The Thing That Made Love

Hack’s publisher John Kane got in legal hot water for putting Hack’s name on this novel by David V. Reed and trying to pass it off as a Hack Werker book in Europe. Critics saw through the rouse because of the comprehensible plot and vast majority of correctly spelled words, making it obvious that Hack had no part in writing it.

The Perfect Saturday

Hack tried taking LSD only once in his life and this book is a chronicle of everything he saw when he was high on it. After the novel came out, Hack’s pusher admitted that the LSD was just a Tic Tac that he sold to him for ten dollars, adding “that guy is so crazy that I’ve seen him be trippin’ after watching an episode of ‘Breaking Bad.'”
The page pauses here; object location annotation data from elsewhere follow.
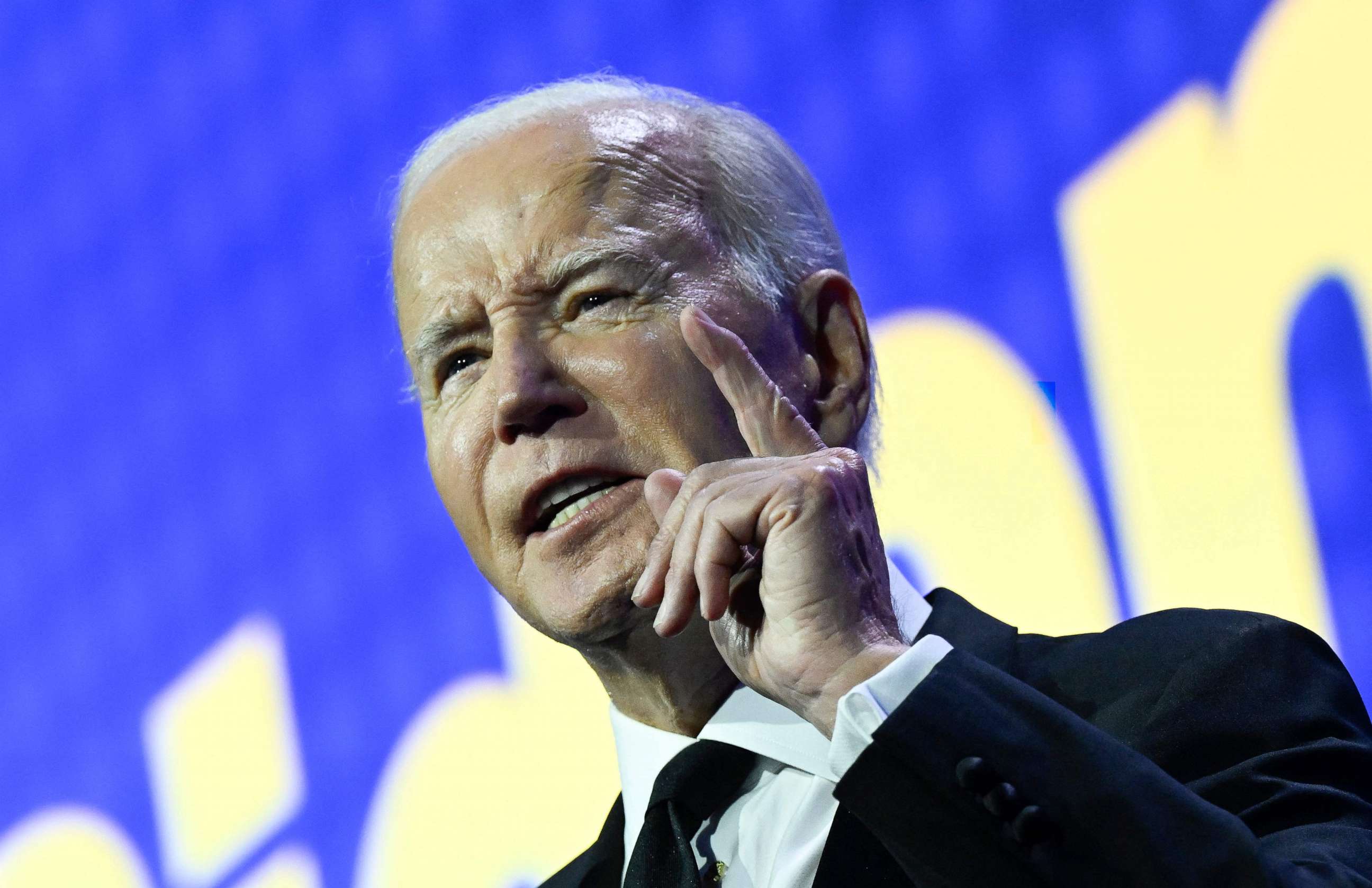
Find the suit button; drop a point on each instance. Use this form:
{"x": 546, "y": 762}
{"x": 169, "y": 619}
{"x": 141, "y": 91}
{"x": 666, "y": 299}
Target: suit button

Murder at the Golden Globes

When Hack’s screen for the 1973 Women in Prison movie “Chained Sluts in Bondage” (called by Sight & Sound magazine “on the shortlist of the worst films ever made”) failed to receive a Golden Globe nomination, he exacted revenge with this novel about a scandalous murder taking place at the ceremony. The New Yorker said it was “on the shortlist of the worst books ever written.”

Red State Stud

One of Hack’s biggest successes. An illiterate Trump troll captivates a big city libtard through his skill at anal sex. The libtard finally casts the stud aside when she realizes that even the best anal sex of her life isn’t worth the damage Trump is creating in the country. This is the only Hack Werker novel to ever suggest that anything is more important than anal sex.

Reefer Slave

This was written in the brief period that Hack thought if he dealt reefer, women would be willing to sleep with him if they couldn’t come up with money. He failed when A> he wound up smoking most of the reefer himself and B> his clients quickly found out that he was a wuss and if they so much as looked at him sternly, he’d give them everything he had for free.